Assumes the file list is chunked in time (row chunked).
- Filename requirements:
Expects file names with leading “YYYYMMDD_”.
Must have var in the file name.
Should end with “.h5”
- Parameters:
collect_dir (str) – Directory of chunked files. Each file should be one variable for one day.
fn_out (str) – File path of final output file.
dsets (list | str) – List of datasets / variable names to collect. Can also be a single dataset or json.dumps(dsets).
sites (None | np.ndarray) – Subset of site indices to collect. None collects all sites.
n_writes (None | int) – Number of file list divisions to write per dataset. For example, if ghi and dni are being collected and n_writes is set to 2, half of the source ghi files will be collected at once and then written, then the second half of ghi files, then dni.
var_meta (str | pd.DataFrame | None) – CSV file or dataframe containing meta data for all NSRDB variables.

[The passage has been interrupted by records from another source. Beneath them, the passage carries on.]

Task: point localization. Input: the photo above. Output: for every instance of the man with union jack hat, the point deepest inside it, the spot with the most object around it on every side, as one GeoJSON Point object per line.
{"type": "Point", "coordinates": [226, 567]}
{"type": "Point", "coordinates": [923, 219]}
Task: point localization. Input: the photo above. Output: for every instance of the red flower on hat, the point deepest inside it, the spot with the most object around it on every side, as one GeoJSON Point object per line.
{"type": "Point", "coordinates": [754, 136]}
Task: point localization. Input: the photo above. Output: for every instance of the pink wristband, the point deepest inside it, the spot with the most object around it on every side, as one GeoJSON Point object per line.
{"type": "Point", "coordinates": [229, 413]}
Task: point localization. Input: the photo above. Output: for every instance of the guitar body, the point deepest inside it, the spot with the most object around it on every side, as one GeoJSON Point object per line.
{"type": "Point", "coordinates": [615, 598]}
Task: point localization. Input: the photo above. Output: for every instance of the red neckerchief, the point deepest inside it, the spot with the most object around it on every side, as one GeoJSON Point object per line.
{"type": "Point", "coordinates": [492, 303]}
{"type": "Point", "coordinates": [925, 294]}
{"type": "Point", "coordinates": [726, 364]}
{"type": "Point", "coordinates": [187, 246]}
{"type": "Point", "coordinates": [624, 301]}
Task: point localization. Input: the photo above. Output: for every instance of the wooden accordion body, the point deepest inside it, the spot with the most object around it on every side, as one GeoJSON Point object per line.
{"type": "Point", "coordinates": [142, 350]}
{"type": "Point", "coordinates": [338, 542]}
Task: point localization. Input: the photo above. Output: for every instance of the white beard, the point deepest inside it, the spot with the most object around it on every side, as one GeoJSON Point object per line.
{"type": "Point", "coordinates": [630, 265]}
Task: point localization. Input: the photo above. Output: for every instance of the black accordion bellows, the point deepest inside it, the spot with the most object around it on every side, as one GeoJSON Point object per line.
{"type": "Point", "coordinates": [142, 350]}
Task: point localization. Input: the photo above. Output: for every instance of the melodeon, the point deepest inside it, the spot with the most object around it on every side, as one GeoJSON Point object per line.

Defaults to the NSRDB var meta csv in git repo. This is used if f_out has not yet been initialized.
max_workers (int | None) – Number of workers to use in parallel. 1 runs serial, None will use all available workers.
log_file (str | None) – Target log file. None logs to stdout.
log_level (str | None) – Desired log level, None will not initialize logging.
- static get_dset_attrs(h5dir, ignore_dsets=('coordinates', 'time_index', 'meta'))[source]
Get output file dataset attributes for a set of datasets.
- Parameters:
h5dir (str) – Path to directory containing multiple h5 files with all available dsets. Can also be a single h5 filepath.
ignore_dsets (tuple | list) – List of datasets to ignore (will not be aggregated).
- Returns:
dsets (list) – List of datasets.
attrs (dict) – Dictionary of dataset attributes keyed by dset name.
chunks (dict) – Dictionary of chunk tuples keyed by dset name.
dtypes (dict) – dictionary of numpy datatypes keyed by dset name.
ti (pd.Datetimeindex) – Time index of source files in h5dir.
- classmethod collect_dir(meta_final, collect_dir, collect_tag, fout, dsets=None, max_workers=None, log_file='collect_dir.log', log_level='DEBUG')[source]
Perform final collection of dsets for given collect_dir.
- Parameters:
meta_final (str | pd.DataFrame) – Final meta data with index = gid.
collect_dir (str) – Directory path containing chunked h5 files to collect.
collect_tag (str) – String to be found in files that are being collected
fout (str) – File path to the output collected file (will be initialized by this method).
dsets (list | tuple) – Select datasets to collect (None will default to all dsets)
max_workers (int | None) – Number of workers to use in parallel. 1 runs serial, None will use all available workers.
log_file (str | None) – Target log file. None logs to stdout.
log_level (str | None) – Desired log level, None will not initialize logging.